Fast-fashion retailers specialize in inexpensive, trendy clothing in the latest designs.

The company said that it has been working with a joint venture of Gordon Brothers Retail Partners and Hilco Merchant Resources on an agreement to liquidate merchandise and that it will seek approval to designate the venture as the “stalking horse,” or lead bidder, in a court-supervised auction.

Other Bankruptcies

A number of retailers of women’s clothing have folded in the past year as shopping-mall traffic stagnates and consumers look to the Internet for bargains. Loehmann’s began its bankruptcy last December, with 39 stores in 11 states. Coldwater Creek sought creditor protection in April with plans to liquidate the business. Dots and Ashley Stewart also filed as sales declined and losses mounted after the recession.

Deb’s consolidated financial statements listed assets of about $90.5 million and debt of about $120.1 million as of Dec. 31. A predecessor, DSI Holdings Inc., had sought bankruptcy protection three years ago to sell assets.

The retailer plans to borrow as much as $25 million from PNC Bank NA to help fund operations as it restructures, according to court papers. The company said its business won’t be interrupted and obligations to customers and workers will be fulfilled.

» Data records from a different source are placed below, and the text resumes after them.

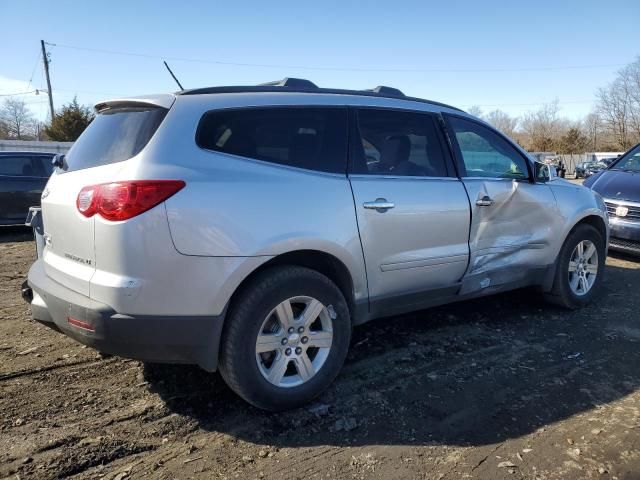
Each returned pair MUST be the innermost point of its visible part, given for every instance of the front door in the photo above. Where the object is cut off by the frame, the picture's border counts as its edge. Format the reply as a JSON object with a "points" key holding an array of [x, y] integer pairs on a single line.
{"points": [[513, 220], [413, 213]]}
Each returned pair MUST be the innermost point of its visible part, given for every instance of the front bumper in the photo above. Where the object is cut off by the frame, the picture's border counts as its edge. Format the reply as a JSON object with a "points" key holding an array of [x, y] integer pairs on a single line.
{"points": [[625, 236], [151, 338]]}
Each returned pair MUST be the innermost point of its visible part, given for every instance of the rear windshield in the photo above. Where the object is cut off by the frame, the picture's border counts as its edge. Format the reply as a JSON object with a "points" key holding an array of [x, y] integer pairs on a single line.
{"points": [[113, 136]]}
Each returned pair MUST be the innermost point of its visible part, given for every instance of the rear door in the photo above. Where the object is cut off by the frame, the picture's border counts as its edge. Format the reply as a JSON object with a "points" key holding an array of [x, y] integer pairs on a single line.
{"points": [[98, 156], [512, 219], [21, 182], [413, 213]]}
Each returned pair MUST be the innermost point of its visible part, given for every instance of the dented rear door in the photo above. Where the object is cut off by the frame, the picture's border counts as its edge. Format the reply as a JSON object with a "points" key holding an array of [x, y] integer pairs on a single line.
{"points": [[513, 220]]}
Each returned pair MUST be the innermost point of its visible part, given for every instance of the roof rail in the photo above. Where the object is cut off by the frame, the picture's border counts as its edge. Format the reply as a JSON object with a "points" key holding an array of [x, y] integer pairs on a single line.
{"points": [[302, 85], [291, 83], [386, 91]]}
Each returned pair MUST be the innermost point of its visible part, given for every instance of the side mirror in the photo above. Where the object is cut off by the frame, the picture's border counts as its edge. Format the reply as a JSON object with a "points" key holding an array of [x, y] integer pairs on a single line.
{"points": [[542, 172]]}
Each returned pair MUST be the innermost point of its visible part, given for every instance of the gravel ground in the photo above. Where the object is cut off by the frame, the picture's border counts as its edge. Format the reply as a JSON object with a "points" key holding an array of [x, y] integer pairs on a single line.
{"points": [[501, 387]]}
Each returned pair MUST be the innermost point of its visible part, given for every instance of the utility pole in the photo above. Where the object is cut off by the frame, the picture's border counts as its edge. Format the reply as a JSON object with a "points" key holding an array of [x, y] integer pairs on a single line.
{"points": [[45, 60]]}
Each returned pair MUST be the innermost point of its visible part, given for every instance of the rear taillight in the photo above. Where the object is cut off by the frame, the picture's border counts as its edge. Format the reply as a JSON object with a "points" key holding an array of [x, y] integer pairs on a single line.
{"points": [[122, 200]]}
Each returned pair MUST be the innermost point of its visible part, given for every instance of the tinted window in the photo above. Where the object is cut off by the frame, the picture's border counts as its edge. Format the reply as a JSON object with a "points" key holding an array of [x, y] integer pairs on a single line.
{"points": [[113, 136], [398, 143], [44, 165], [21, 166], [309, 137], [485, 153]]}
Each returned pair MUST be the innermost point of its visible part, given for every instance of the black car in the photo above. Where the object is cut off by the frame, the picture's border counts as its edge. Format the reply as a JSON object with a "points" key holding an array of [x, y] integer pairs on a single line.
{"points": [[23, 176], [619, 185]]}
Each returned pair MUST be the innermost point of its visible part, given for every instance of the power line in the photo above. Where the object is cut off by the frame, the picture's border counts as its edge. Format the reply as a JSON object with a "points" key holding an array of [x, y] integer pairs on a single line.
{"points": [[345, 69], [17, 94]]}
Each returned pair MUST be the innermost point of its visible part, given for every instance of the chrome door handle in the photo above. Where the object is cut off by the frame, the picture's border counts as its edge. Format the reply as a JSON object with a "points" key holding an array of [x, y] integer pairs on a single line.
{"points": [[485, 201], [381, 205]]}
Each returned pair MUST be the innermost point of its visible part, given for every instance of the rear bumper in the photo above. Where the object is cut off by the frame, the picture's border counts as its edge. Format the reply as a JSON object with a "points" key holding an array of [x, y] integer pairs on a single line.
{"points": [[151, 338]]}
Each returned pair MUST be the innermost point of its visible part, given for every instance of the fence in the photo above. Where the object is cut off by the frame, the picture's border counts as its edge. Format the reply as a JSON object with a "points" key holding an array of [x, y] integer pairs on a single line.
{"points": [[34, 146]]}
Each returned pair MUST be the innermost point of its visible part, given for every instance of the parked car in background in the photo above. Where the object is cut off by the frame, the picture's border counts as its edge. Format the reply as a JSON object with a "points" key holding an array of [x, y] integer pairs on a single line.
{"points": [[593, 168], [608, 161], [619, 185], [23, 176], [581, 169], [250, 228]]}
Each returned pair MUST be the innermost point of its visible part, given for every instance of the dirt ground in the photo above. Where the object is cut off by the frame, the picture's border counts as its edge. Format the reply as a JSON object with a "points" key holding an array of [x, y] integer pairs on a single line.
{"points": [[501, 387]]}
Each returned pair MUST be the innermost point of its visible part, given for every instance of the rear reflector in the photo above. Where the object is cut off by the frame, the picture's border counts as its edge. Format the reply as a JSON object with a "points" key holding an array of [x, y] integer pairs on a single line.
{"points": [[80, 324], [123, 200]]}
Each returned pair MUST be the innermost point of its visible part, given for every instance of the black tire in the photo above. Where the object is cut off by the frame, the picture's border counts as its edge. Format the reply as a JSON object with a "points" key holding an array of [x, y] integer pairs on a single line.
{"points": [[561, 293], [248, 311]]}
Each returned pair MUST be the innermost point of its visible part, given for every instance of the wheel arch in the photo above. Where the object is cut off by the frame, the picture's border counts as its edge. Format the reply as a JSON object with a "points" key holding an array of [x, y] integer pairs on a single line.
{"points": [[325, 263], [592, 219]]}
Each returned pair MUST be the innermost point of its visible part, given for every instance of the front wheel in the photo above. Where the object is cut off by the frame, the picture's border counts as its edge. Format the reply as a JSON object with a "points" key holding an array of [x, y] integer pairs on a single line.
{"points": [[579, 269], [286, 338]]}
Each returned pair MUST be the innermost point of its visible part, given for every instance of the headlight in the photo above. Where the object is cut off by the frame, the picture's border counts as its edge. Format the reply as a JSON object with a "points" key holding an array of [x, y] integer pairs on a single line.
{"points": [[600, 201]]}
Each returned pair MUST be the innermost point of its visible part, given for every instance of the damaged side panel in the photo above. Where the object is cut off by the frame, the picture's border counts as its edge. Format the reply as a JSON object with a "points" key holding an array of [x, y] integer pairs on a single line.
{"points": [[513, 233]]}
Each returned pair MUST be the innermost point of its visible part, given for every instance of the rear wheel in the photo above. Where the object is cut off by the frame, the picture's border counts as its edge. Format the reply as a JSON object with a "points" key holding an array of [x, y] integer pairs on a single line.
{"points": [[580, 268], [286, 338]]}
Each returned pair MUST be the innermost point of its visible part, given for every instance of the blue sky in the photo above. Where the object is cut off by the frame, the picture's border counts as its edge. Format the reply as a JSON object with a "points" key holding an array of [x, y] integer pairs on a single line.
{"points": [[508, 55]]}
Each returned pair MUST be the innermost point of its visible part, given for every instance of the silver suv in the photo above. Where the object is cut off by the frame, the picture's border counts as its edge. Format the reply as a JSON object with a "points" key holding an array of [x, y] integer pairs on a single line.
{"points": [[250, 228]]}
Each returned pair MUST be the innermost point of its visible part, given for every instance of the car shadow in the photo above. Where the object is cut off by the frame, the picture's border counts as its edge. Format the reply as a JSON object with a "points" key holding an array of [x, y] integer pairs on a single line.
{"points": [[15, 234], [472, 373]]}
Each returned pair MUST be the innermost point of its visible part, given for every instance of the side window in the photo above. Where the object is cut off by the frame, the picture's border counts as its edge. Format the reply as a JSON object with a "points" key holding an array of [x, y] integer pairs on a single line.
{"points": [[485, 153], [314, 138], [392, 142], [43, 166], [17, 167]]}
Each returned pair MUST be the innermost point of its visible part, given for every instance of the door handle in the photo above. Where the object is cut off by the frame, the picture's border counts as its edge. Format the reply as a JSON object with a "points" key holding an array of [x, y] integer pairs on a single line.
{"points": [[485, 201], [380, 204]]}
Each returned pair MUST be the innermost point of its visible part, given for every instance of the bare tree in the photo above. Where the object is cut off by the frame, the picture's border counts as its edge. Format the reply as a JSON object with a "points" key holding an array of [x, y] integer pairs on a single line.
{"points": [[502, 121], [618, 104], [593, 130], [18, 119], [544, 127]]}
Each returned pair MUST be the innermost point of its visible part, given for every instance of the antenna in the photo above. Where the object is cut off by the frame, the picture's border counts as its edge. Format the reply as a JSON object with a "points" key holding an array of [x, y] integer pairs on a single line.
{"points": [[174, 77]]}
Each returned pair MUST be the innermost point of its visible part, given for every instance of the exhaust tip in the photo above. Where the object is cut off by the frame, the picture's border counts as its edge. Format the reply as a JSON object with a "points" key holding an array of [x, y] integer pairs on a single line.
{"points": [[27, 292]]}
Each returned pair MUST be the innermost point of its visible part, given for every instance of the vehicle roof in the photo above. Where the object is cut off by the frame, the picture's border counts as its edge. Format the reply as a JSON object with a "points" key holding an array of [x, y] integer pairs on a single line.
{"points": [[316, 90], [22, 152], [286, 85]]}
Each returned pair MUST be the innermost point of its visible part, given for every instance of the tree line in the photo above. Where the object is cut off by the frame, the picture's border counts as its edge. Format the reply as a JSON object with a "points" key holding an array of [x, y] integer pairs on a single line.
{"points": [[613, 124], [17, 122]]}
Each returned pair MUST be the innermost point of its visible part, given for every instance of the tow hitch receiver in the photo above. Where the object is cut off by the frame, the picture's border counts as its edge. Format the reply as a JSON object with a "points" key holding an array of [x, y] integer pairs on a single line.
{"points": [[26, 291]]}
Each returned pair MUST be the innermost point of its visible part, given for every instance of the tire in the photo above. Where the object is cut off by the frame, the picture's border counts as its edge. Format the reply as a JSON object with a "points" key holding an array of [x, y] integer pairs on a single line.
{"points": [[562, 292], [253, 313]]}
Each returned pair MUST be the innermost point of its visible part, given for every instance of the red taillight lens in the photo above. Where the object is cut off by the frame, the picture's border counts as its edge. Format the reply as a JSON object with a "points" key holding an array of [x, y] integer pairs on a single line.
{"points": [[122, 200]]}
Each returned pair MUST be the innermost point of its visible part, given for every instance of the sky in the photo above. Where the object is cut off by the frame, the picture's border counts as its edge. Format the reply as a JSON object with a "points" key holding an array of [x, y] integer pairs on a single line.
{"points": [[510, 55]]}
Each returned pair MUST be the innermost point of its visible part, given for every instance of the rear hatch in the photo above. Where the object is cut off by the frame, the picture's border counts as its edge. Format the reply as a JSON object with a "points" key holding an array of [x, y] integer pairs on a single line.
{"points": [[105, 152]]}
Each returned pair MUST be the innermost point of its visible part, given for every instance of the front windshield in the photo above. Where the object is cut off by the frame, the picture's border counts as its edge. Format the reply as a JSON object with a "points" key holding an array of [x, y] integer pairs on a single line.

Equity holders of Deb Stores include Cerberus Series Four Holdings LLC, with a 37 percent stake; Abelco LLC, with a 20 percent stake; and Styx Partners LP, with a 12 percent stake, according to court papers.

The company traces its roots to foundation-garment seller Joy Hosiery, established in 1932 in Philadelphia by Philip Rounick and Emma Weiner, according to court papers. The firm expanded with the advent of post-World War II suburban shopping malls. The chain was renamed Deb Shops in the 1970s.

The case is In re Deb Stores Holding LLC, 14-12676, U.S. Bankruptcy Court, District of Delaware (Wilmington).